Angostura points from northeastern Colorado are part of the Late Paleoindian Plano period. During this period, hunting continued to focus on bisons, and on the Great Plains mass-kill sites have been discovered where bison have been cornered in traps in gullies and killed, or driven over cliffs. Among the most famous of these is the Olsen-Chubbuck site in Colorado, where 190 bison were killed with spears or darts in ca. 10,200 BP. Near the Rocky Mountains, people during this period practiced what the famous archaeologist George Frison called the foothill-mountain adaptation, which involved shifting between exploitation of bison on the plains and elk and mountain sheep at high elevations. Points during this period were stylistically variable, with various types overlapping in time and grading into each other morphologically. The Angostura style is one such type, with a great deal of variation in point size and workmanship, although most were finished with transverse-parallel pressure flaking. Angostura points, broadly defined, are found across much of the middle portion of the United States, centred on the Great Plains, but the finely-worked specimens like this model are confined to the western Great Plains and eastern front of the Rocky Mountains. This variety was originally called ‘Oblique Yuma’ in the 1930s, but the Yuma designation in ensuing decades became a broad catchall category. It has since been subdivided into separate types (such as Angostura, Eden, Scottsbluff, Agate Basin, and Hell Gap), and archaeologists rarely use the term Yuma to describe points from this period.

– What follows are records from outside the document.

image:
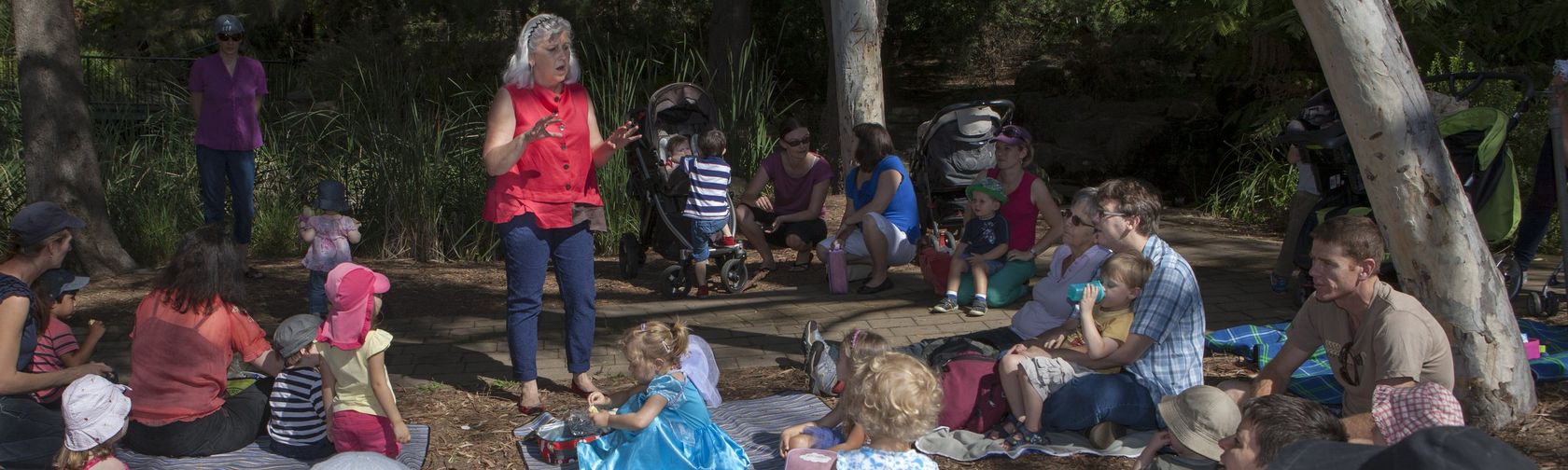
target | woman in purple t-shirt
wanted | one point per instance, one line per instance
(226, 98)
(793, 215)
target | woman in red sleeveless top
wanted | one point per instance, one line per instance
(543, 146)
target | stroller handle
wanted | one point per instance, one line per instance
(1477, 78)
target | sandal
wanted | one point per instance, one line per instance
(802, 265)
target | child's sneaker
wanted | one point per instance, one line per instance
(947, 304)
(975, 309)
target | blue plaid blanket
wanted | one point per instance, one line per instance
(1551, 366)
(1314, 380)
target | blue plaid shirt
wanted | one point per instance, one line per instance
(1170, 311)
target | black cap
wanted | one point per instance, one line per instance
(41, 220)
(1435, 449)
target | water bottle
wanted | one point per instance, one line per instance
(837, 270)
(1076, 292)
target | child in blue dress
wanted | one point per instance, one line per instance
(896, 398)
(662, 422)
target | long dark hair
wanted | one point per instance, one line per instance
(205, 265)
(874, 143)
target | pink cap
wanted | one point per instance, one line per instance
(352, 292)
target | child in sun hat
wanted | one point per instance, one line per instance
(96, 414)
(364, 414)
(1197, 421)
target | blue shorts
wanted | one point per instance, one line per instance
(989, 265)
(701, 237)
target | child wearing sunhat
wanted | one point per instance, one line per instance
(1197, 421)
(329, 235)
(299, 416)
(982, 244)
(96, 414)
(57, 348)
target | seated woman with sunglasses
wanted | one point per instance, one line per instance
(793, 215)
(1374, 334)
(1028, 200)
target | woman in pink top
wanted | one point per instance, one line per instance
(793, 215)
(184, 336)
(226, 98)
(541, 146)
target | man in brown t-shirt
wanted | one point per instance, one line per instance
(1374, 334)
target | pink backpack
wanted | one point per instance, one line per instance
(971, 394)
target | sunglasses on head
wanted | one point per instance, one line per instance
(804, 140)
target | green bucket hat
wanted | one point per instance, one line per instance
(989, 187)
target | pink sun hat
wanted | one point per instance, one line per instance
(352, 290)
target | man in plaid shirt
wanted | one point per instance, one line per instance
(1164, 350)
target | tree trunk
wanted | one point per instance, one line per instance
(728, 32)
(857, 29)
(57, 133)
(1420, 202)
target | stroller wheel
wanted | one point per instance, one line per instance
(676, 283)
(1512, 276)
(631, 260)
(735, 274)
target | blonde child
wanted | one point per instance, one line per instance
(96, 414)
(1030, 373)
(329, 232)
(662, 422)
(836, 431)
(364, 414)
(896, 398)
(57, 345)
(982, 246)
(299, 414)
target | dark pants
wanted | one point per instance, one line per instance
(1538, 209)
(30, 435)
(235, 425)
(221, 173)
(529, 251)
(1093, 398)
(317, 294)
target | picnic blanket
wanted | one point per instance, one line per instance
(753, 423)
(965, 447)
(258, 456)
(1314, 380)
(1551, 366)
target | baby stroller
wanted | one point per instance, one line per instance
(1477, 147)
(952, 151)
(678, 108)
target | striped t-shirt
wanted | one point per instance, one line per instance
(299, 412)
(55, 342)
(709, 198)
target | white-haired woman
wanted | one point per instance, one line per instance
(541, 146)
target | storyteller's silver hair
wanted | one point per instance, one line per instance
(539, 27)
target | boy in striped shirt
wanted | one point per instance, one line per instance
(707, 207)
(299, 416)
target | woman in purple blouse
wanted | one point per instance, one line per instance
(226, 98)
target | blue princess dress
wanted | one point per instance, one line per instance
(680, 435)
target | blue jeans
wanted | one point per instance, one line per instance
(317, 294)
(1093, 398)
(221, 173)
(701, 237)
(529, 251)
(30, 435)
(1537, 216)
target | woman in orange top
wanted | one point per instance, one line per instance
(184, 336)
(541, 146)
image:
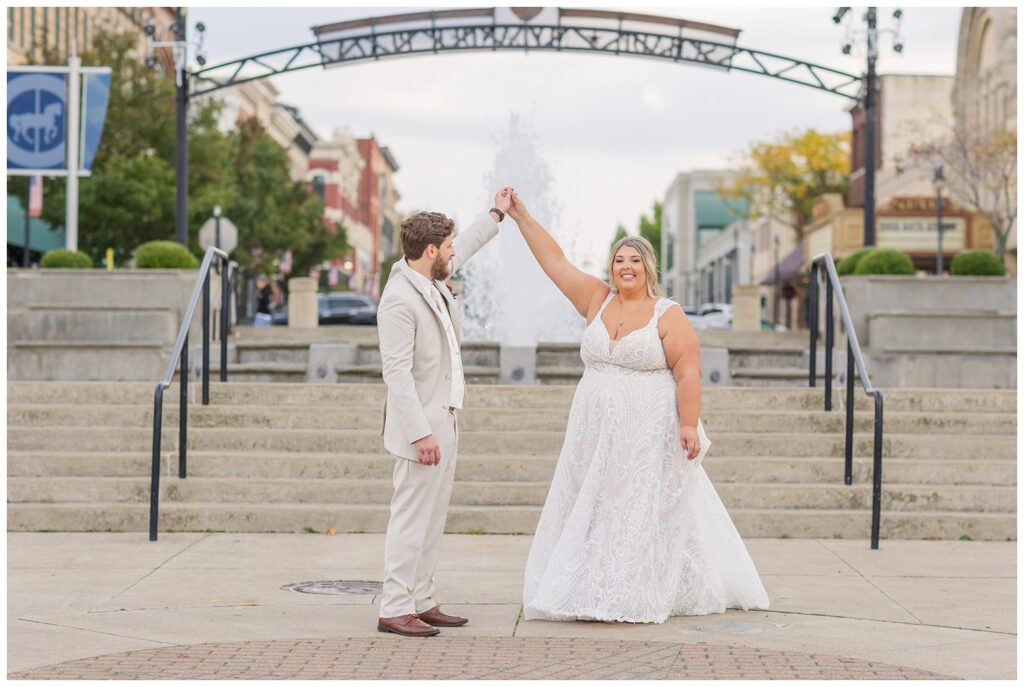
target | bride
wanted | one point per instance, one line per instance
(632, 529)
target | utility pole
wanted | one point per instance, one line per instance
(869, 100)
(179, 47)
(181, 133)
(869, 112)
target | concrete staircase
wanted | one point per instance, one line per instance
(90, 324)
(279, 354)
(298, 457)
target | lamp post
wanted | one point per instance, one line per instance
(179, 47)
(777, 282)
(869, 100)
(939, 181)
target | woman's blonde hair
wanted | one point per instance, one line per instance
(646, 252)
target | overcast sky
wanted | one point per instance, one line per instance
(614, 130)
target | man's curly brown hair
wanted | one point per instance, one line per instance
(422, 229)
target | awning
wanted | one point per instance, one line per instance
(42, 237)
(790, 266)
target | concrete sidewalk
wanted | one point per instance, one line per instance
(213, 605)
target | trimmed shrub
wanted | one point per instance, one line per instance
(165, 255)
(977, 263)
(885, 261)
(62, 258)
(848, 264)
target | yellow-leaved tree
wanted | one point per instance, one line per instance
(781, 178)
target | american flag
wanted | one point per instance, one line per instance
(35, 196)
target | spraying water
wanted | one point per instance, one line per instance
(509, 299)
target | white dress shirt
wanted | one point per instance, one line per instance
(429, 290)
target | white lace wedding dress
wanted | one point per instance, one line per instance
(632, 530)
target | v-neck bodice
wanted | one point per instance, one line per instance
(640, 350)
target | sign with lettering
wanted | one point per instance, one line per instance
(920, 233)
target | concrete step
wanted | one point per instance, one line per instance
(558, 375)
(373, 373)
(259, 351)
(792, 376)
(941, 330)
(534, 442)
(48, 360)
(497, 467)
(138, 325)
(778, 523)
(734, 495)
(768, 357)
(478, 419)
(263, 372)
(329, 395)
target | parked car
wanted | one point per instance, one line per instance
(346, 308)
(343, 308)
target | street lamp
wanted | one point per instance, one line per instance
(777, 281)
(179, 47)
(939, 181)
(216, 235)
(869, 98)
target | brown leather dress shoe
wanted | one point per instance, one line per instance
(407, 626)
(435, 617)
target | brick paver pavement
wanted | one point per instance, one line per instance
(467, 658)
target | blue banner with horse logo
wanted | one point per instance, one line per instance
(36, 120)
(96, 95)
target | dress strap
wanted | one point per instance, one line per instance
(663, 305)
(607, 299)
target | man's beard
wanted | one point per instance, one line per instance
(439, 270)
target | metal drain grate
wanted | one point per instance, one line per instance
(336, 587)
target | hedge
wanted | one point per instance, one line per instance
(165, 255)
(62, 258)
(885, 261)
(848, 264)
(977, 263)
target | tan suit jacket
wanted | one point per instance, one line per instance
(417, 363)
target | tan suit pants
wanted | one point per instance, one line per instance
(412, 545)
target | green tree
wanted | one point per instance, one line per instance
(621, 233)
(982, 173)
(650, 228)
(782, 178)
(129, 197)
(273, 213)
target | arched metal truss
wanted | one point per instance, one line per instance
(582, 31)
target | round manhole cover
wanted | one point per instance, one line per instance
(336, 587)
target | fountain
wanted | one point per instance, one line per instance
(508, 298)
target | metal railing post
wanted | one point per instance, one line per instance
(183, 412)
(206, 340)
(225, 314)
(813, 324)
(877, 473)
(829, 335)
(158, 413)
(178, 361)
(848, 473)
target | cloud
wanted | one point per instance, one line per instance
(615, 130)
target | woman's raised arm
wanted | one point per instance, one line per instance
(582, 289)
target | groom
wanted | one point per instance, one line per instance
(418, 325)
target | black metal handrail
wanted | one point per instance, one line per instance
(853, 355)
(180, 355)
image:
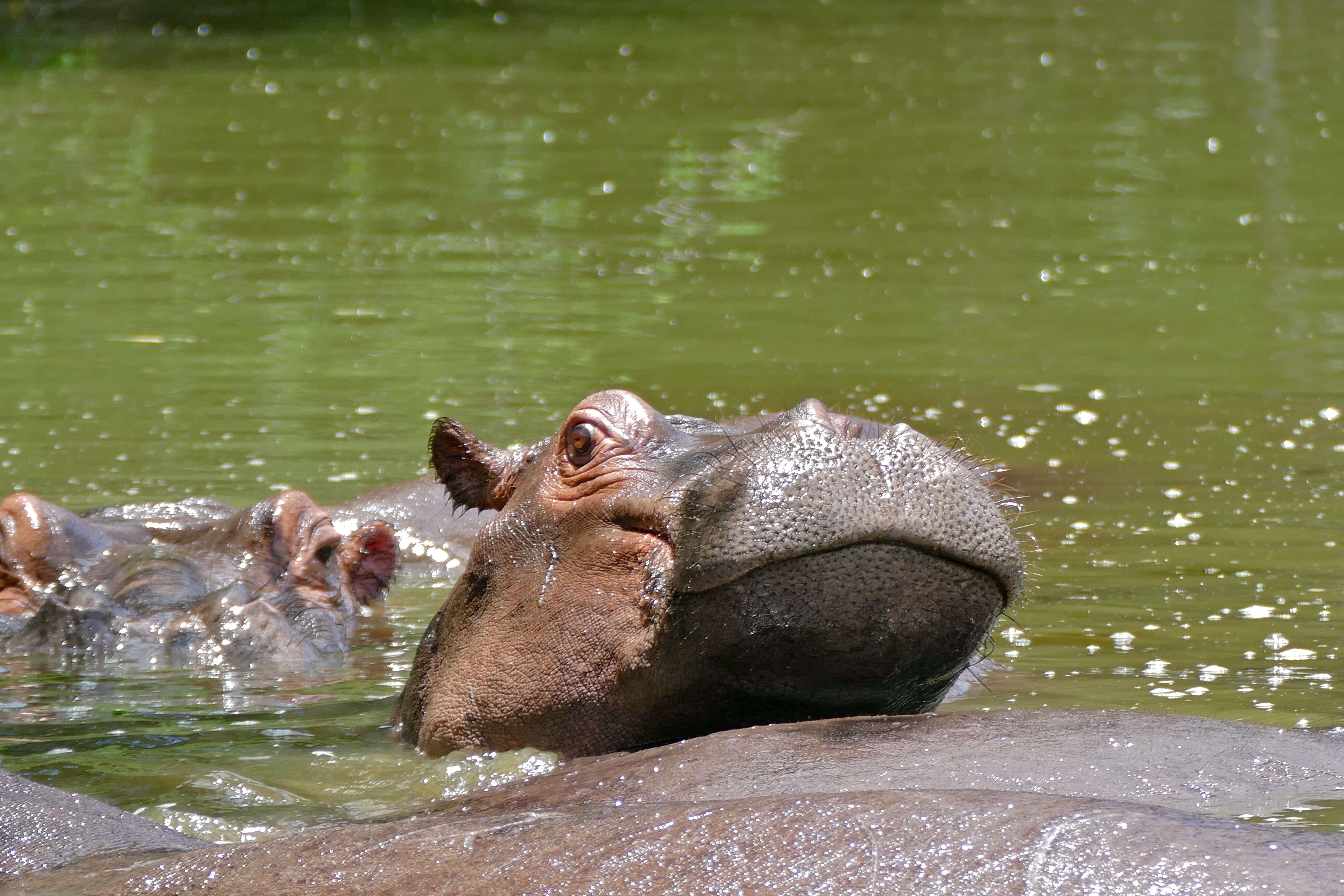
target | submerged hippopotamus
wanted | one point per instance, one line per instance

The pressure flaking methods used on Plano period points included expertly-controlled oblique transverse-parallel techniques as well as right-angle collateral techniques, and, on the best-made examples, the workmanship ranks among the most skilled examples of pressure flaking world-wide. Of particular note is the collateral pressure flake scars on Eden points that terminate precisely at the mid-point of the biface, creating an exceptionally prominent and precise ridge down the centre of both faces and a diamond-shaped cross section. Modern flintknappers achieve this effect by using a slotted block under the biface held in the hand, with each flake removed over the space afforded by the slot. Since the face of the stone is unsupported in that location, the crack ends in a feather termination at the biface’s midline. It is also possible that the Native Americans who made these points used a holding system that did not require a slotted block. For instance, Aboriginal flintknappers in the Kimberley region of Australia achieve a similar effect by holding the point edge-on on an anvil placed in front of them. On other points from the Plano period, such as the Angostura point, the transverse-parallel pressure flakes ‘roll over’ the midline of the biface and terminate near the opposite edge. This implies that the face of the biface was supported in some way.